July 14, 2012

Lanier: to welcome a bold new-comer

After the Civil War, Sidney Lanier moved to Montgomery, Alabama for a time, where he worked as a teacher and musician. He also contributed a few editorials. One was published on July 14, 1866. In it, Lanier asked for a new cultural revival in the post-war period: "Who will come forward and inaugurate a new era of bold, electrical, impressive writing?"

We look to see young men coming forward who shall inaugurate a better literature. If ever there was a time when a magnificent field opened to young aspirants for literary renown, that time is the present. Every door is wide open... All the graces of poesy and art and music stand waiting by, ready to welcome a bold new-comer.

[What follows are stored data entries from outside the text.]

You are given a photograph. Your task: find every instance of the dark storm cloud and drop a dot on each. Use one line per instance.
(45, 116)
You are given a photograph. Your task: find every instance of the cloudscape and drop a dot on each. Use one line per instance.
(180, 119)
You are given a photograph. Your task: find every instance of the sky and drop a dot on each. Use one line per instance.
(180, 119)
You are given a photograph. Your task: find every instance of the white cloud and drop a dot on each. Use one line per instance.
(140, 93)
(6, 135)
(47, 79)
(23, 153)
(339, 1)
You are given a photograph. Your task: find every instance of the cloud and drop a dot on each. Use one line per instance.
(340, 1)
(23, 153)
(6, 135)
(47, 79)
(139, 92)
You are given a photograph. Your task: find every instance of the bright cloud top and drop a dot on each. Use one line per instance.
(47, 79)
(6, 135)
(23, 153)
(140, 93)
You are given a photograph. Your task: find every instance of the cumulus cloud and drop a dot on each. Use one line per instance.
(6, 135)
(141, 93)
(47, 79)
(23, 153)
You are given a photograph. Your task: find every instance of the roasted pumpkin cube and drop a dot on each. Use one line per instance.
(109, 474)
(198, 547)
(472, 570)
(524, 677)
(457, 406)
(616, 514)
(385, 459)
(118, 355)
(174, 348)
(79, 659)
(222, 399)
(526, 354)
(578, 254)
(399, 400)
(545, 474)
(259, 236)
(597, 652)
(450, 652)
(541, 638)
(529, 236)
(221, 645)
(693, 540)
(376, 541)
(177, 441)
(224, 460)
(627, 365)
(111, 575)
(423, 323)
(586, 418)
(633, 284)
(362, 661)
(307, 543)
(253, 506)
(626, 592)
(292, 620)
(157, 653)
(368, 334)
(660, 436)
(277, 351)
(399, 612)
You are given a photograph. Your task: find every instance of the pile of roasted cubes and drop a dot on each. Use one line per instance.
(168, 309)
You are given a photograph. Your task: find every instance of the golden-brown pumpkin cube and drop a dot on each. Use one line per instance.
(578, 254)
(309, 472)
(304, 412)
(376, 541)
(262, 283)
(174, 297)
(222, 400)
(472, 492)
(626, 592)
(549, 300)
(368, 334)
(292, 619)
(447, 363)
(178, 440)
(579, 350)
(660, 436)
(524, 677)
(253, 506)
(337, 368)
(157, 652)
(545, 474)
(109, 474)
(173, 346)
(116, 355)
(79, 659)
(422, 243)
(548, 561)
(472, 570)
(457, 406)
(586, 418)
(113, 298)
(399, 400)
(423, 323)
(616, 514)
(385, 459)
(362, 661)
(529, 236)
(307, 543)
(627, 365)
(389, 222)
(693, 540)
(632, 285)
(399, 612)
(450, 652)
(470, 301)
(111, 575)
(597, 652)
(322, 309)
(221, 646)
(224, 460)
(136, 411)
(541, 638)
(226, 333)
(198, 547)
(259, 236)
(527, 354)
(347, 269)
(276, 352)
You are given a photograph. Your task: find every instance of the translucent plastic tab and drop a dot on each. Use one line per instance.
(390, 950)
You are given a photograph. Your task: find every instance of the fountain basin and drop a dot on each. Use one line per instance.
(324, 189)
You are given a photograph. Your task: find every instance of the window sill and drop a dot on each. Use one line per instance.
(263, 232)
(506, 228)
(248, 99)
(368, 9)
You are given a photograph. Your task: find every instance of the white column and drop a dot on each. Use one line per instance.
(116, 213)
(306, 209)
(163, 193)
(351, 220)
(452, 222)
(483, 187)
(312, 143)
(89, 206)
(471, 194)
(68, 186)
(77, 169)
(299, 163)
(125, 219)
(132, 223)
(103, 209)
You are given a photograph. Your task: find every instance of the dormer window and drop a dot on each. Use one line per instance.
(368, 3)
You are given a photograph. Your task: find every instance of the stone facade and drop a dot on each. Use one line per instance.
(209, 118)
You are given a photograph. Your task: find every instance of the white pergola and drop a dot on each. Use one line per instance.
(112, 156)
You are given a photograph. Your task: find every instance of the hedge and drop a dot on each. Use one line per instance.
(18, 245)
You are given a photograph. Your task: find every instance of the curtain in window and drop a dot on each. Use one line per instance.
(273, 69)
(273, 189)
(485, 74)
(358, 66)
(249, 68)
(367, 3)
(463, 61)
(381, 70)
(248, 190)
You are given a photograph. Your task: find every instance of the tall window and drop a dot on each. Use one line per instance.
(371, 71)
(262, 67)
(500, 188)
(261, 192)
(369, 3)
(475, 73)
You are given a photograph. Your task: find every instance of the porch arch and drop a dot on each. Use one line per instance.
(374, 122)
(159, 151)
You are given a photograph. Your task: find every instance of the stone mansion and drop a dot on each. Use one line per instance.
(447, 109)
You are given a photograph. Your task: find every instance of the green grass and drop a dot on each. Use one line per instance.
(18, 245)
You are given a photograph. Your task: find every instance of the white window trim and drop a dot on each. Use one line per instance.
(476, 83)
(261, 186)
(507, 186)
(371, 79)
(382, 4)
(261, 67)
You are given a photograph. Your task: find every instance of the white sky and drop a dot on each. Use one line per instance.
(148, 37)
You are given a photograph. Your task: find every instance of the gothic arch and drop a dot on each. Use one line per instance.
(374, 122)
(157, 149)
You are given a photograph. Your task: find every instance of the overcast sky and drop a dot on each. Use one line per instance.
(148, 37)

As if inspired by his own declaration, Lanier quit his job in Montgomery and moved to New York, the completed manuscript to his first book in hand. Just over one month later, he was the published author of a novel, Tiger Lilies. The book drew little attention; his second book was even less successful. Instead, Lanier turned to poetry and, in that field, made his mark. One of his earliest poems after his novel was "Life and Song":

If life were caught by a clarionet,
    And a wild heart, throbbing in the reed,
Should thrill its joy and trill its fret,
    And utter its heart in every deed,

Then would this breathing clarionet
    Type what the poet fain would be;
For none o' the singers ever yet
    Has wholly lived his minstrelsy,

Or clearly sung his true, true thought,
    Or utterly bodied forth his life,
Or out of life and song has wrought
    The perfect one of man and wife;

Or lived and sung, that Life and Song
    Might each express the other's all,
Careless if life or art were long
    Since both were one, to stand or fall:

So that the wonder struck the crowd,
    Who shouted it about the land:
His song was only living aloud,
    His work, a singing with his hand!


  1. I love Lanier's poetry (that is, I haven't read a great deal of it yet, but I love what I've read). Good post!

    1. Hi Gina friend, 6 years later - wish I knew someone to discuss Sidney with, memorizing as many of his poems as I can, balm for my soul.